I knew this once. As a child, I tended to value being authentic and showing concern more than social graces. This was a nightmare for my parents, I’m sure, as I remember many reprimands and punishments for stepping outside the bounds of etiquette in order to be unabashedly myself and engage wholeheartedly with the world around me. I think many of us can go back far enough in our memories to a time when we were not embarrassed to simply be human in all our gore and glory. Learning to be ashamed of some of what being human means happened at different times and in different ways for each of us, but for nearly all of us it did happen. And we have allowed the humiliation we feel about aspects of our own personhood to keep us disconnected. Because we are embarrassed to exist as-is, we turn our eyes from the as-is existence of others.
Brazen but kind.
That is what I want to be. Politeness is not the same as kindness. though they can look the same. One imprisons, the other frees. Politeness says there is one correct way to be and invites shame as we realize we cannot be all that society expects. Kindness delves into the light and shadow of humanity and holds with love whatever lives there.
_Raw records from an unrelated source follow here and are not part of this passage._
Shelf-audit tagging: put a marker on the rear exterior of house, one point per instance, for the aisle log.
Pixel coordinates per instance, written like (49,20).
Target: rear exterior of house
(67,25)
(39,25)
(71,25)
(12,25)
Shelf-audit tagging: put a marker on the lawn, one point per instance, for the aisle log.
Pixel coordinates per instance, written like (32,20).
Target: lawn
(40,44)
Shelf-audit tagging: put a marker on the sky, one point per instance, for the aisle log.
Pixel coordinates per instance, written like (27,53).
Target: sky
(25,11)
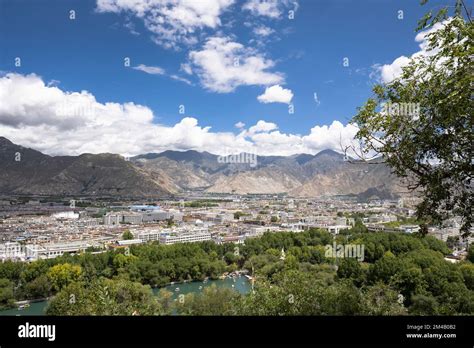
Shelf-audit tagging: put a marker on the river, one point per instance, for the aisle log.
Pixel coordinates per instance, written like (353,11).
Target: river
(241,284)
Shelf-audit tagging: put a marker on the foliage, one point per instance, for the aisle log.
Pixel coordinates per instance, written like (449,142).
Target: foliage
(431,145)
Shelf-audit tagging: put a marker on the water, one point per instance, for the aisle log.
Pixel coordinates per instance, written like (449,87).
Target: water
(241,284)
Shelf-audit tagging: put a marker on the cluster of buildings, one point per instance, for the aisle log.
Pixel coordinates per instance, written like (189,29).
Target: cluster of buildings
(97,226)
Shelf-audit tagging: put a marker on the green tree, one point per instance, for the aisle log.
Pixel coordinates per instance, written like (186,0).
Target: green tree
(431,147)
(63,274)
(6,293)
(105,297)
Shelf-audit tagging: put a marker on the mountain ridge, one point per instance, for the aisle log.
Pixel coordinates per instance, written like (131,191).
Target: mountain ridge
(174,172)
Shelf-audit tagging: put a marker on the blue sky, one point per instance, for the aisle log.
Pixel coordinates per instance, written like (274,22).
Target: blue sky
(304,55)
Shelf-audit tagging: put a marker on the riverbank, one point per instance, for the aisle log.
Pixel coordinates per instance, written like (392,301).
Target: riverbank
(238,283)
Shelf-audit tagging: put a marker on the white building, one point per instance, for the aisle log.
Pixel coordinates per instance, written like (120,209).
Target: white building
(199,235)
(11,250)
(112,219)
(50,251)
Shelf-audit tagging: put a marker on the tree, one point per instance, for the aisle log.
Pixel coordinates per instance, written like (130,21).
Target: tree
(380,299)
(62,275)
(105,297)
(421,122)
(127,235)
(6,293)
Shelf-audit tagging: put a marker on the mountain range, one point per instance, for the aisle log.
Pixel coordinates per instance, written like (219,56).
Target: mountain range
(24,171)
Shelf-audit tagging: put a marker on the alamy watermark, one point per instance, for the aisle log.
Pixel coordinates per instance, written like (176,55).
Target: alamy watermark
(402,109)
(355,251)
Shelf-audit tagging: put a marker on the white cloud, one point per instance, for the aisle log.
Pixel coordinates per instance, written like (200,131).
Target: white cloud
(263,31)
(268,8)
(153,70)
(262,126)
(389,72)
(276,94)
(172,22)
(54,121)
(239,125)
(187,68)
(223,65)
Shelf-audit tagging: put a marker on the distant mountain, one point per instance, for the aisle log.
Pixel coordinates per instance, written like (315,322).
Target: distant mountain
(173,172)
(26,171)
I try to cultivate kindness even as I ignore many social constructs. To be in any sort of extended conversation with me is to learn I will ask insanely personal questions to seek out the heart of you. And, if you want to see it, I will show you my heart, too. I have been told I have no shame when it comes to being myself, when it comes to being with others. While that assessment is not yet wholly correct, being entirely without shame is the condition to which I aspire. It is the condition I hope to inspire in others. It is why I am bold in asking people to let me see them, as they are, without apology. It is why I try to authentically share myself.
The privilege of dancing with others in rapturous celebration of the magnificent and shared weeping in the anguished throes of the horrendous cannot be granted to a bystander. It is earned at the risk of being kindly impolite for the sake of being well and truly present among the humans with which we share this world.
In my experience, it is worth the risk.